Sequence alignments and structural models of POPDC proteins
For the sequence alignment shown in Fig. 1g, different vertebrate POPDC1 and invertebrate POPDC homologues were identified by BLAST. The sequences used for the alignment have the following accession numbers at the NCBI protein database (https://www.ncbi.nlm.nih.gov/protein): Homo sapiens (AAH40502.2), Mus musculus (NP_077247.1), Monodelphis domestica (XP_016286698), Ornithoryhnchus anatinus (XP_028903352.1), Gallus gallus (NP_001001299), Xenopus laevis (AF527799_1), Danio rerio (NP_001244093.1), Strongylocentrotus purpuratus (XP_003723894.2), Ciona intestinalis (XP_002127439.1), Drosophila melanogaster (NP_608426.1), Aplysia californica (XP_012939248.2), Capitella teleta (ELT88986).
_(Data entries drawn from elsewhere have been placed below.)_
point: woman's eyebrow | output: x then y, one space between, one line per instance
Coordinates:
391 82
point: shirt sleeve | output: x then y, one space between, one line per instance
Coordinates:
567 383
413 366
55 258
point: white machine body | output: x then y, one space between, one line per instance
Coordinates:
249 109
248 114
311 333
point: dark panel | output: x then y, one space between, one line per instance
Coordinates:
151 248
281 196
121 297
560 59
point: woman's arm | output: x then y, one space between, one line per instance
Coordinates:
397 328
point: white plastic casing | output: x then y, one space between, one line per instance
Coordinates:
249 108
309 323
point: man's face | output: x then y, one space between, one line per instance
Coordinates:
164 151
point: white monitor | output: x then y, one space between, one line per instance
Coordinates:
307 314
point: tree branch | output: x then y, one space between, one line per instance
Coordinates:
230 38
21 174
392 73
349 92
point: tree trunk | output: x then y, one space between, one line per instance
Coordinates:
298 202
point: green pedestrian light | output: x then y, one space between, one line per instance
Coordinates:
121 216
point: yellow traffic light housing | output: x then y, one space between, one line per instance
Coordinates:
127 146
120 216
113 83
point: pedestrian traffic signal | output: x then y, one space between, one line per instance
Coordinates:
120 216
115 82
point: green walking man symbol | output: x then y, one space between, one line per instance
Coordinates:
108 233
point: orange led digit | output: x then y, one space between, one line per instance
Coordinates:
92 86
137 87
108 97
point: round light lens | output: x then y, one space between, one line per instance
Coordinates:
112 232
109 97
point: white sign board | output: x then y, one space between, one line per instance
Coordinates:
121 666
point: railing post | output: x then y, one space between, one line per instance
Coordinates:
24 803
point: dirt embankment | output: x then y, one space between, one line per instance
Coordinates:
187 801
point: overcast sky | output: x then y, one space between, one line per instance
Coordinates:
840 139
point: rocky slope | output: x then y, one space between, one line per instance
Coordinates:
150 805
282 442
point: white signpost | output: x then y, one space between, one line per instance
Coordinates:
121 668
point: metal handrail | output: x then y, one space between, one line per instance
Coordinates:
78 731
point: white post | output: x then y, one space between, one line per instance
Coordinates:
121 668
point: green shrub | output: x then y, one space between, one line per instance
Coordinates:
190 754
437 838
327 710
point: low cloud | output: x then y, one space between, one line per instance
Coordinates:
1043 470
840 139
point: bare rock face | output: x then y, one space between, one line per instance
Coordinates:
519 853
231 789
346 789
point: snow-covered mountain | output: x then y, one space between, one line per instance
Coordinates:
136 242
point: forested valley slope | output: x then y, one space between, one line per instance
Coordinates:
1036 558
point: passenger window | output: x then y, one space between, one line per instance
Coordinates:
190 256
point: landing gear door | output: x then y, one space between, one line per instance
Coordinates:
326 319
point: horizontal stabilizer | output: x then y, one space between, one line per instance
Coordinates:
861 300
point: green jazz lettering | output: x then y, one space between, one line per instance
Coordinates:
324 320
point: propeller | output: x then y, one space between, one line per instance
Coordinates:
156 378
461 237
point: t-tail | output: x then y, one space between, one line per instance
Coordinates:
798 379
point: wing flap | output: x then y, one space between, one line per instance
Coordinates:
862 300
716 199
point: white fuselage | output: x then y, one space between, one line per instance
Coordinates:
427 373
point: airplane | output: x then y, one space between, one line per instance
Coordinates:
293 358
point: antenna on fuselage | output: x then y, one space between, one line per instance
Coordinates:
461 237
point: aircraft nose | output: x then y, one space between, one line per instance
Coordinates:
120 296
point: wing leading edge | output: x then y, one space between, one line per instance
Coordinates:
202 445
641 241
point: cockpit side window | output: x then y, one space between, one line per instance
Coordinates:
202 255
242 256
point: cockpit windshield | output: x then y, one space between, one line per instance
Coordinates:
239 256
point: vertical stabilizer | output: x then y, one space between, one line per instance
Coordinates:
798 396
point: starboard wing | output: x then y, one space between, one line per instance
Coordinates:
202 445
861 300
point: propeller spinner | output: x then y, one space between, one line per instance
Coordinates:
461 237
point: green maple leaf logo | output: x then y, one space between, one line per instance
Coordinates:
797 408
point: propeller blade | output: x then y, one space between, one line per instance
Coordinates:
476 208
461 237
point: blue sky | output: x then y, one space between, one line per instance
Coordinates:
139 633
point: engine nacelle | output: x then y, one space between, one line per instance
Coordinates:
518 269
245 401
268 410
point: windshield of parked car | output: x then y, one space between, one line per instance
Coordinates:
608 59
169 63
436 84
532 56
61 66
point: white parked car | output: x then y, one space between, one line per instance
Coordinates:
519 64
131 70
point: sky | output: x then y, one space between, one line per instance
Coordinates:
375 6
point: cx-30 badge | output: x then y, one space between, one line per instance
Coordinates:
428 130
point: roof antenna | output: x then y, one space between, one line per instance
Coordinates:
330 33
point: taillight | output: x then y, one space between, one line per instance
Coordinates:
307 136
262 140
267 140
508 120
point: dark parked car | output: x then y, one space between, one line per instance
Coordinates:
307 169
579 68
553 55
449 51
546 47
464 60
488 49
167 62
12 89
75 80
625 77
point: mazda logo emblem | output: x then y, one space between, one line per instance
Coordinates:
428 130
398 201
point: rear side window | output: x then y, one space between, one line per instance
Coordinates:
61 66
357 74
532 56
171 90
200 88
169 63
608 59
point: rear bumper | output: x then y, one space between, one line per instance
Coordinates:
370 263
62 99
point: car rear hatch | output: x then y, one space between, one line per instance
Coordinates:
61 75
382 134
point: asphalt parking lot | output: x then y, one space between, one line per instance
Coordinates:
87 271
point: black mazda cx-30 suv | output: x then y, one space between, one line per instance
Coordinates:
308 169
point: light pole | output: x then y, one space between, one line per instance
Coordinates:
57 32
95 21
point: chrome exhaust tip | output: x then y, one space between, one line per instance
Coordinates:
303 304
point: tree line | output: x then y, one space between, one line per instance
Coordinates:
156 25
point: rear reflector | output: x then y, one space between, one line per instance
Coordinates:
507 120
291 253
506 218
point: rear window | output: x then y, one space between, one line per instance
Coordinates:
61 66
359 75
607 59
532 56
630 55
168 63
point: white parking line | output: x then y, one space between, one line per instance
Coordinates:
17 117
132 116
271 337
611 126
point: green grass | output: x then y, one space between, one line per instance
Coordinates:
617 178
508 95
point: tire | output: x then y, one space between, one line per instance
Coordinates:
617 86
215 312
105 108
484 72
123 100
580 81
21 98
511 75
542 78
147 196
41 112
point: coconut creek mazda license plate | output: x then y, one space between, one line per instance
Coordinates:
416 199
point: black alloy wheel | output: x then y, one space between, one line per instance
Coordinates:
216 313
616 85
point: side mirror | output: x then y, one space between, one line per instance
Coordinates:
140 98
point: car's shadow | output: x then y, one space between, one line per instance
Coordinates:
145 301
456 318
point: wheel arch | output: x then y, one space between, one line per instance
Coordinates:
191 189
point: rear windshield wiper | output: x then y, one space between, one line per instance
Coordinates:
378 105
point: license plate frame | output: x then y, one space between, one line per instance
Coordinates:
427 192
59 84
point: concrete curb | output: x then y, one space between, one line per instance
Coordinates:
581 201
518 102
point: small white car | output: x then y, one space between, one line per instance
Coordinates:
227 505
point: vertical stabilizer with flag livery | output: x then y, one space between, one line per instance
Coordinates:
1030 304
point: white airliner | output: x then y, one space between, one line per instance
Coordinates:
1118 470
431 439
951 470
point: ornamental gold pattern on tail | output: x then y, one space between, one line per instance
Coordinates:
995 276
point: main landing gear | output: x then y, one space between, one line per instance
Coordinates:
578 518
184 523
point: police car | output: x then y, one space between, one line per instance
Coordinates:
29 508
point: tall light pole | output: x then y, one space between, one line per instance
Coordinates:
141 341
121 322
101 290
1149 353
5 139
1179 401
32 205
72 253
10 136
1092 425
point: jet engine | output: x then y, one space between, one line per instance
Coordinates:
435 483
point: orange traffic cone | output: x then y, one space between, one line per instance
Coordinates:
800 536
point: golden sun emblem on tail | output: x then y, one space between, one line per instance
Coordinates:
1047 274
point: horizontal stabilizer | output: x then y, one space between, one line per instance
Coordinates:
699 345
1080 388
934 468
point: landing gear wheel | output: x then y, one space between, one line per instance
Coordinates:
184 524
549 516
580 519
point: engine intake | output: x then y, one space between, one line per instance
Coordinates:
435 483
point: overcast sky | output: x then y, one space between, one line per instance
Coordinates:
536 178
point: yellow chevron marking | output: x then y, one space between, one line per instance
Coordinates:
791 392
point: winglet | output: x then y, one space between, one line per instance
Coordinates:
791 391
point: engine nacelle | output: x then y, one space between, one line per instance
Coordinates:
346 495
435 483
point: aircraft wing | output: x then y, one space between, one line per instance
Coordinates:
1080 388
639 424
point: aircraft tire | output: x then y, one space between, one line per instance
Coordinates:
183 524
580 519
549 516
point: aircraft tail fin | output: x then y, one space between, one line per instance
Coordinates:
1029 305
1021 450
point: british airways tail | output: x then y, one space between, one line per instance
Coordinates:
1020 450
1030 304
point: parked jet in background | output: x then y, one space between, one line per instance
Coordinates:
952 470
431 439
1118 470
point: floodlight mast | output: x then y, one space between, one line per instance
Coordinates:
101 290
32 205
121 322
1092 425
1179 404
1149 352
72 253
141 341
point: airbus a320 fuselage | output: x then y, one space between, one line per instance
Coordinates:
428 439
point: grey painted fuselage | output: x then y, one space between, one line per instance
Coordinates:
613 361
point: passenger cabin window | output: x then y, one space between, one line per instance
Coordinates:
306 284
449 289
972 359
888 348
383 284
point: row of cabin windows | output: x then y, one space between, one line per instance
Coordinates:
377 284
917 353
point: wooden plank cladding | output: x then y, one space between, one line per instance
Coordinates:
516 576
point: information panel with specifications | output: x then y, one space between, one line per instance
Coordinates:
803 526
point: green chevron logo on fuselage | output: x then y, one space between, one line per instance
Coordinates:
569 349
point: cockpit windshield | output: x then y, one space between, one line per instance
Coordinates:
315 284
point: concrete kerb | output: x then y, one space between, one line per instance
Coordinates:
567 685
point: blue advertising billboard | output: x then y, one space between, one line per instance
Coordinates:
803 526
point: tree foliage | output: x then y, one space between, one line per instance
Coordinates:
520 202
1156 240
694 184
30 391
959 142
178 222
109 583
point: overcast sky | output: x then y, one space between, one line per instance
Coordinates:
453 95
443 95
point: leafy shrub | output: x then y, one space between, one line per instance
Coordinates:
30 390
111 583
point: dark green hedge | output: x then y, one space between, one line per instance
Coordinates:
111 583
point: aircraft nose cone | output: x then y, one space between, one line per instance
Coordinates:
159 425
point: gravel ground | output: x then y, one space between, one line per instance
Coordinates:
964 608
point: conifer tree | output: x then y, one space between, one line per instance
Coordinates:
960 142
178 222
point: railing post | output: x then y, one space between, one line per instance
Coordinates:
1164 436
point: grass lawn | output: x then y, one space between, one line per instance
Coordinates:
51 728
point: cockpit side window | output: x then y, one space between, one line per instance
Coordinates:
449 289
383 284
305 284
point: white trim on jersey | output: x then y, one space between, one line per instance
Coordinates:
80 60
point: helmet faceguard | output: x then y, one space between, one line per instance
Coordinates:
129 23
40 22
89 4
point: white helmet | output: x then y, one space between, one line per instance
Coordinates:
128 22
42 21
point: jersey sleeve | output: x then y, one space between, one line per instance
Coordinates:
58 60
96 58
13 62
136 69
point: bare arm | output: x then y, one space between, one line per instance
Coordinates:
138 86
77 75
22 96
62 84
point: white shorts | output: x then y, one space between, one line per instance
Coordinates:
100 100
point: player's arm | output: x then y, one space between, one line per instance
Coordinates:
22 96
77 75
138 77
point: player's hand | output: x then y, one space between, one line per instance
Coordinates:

AlphaFold Protein Structure Database [49, 51] models of human POPDC1 and POPDC2 were used for modelling purposes and were analyzed using Chimera X . Possible steric clashes caused by the V183F mutation were predicted using the Dynameomics rotamer library within ChimeraX . Overlays of CAP and Popeye domain protein structures were created using the Matchmaker tool in ChimeraX. Predictions of cAMP binding to the Popeye domain were made using the Phyre2 and 3DLigandSite servers [24, 54].
The absolute, or SGCA-normalized, expression levels of POPDC1 and POPDC2 within the sarcolemma and cytoplasm of individual muscle fibers were normalized to the median values from matched control fibers, which were set to equal 1. The normalized median and associated 95% confidence interval (CI) limits of POPDC1 and POPDC2 expression levels in the patient or KI mutant fibers were determined, then compared using a Mann–Whitney test.
The median difference and 95% CI limit in the ratio of POPDC1-ECFP and POPDC2-EYFP constructs at the plasma membrane versus cytoplasm in HEK293 cells was determined and normalized to the median value for cells expressing both wild-type POPDC1 and POPDC2 constructs. Absolute changes in POPDC1 and POPDC2 expression in each compartment were also recorded. The expression levels between single and double wild-type expression groups were analyzed using a Mann–Whitney test, while the effect of the various POPDC mutations, compared to wild-type, were assessed using a Kruskal–Wallis test followed by Dunn’s test.
During the BiFC assay the BiFC signal was defined as the median Venus signal normalized to median mRFP emanating from all transfected cells within each image. The average BiFC signal between the different expression groups were further normalized to the wild-type POPDC pair, set to 1, and compared using a One Way ANOVA followed by Dunnett’s test.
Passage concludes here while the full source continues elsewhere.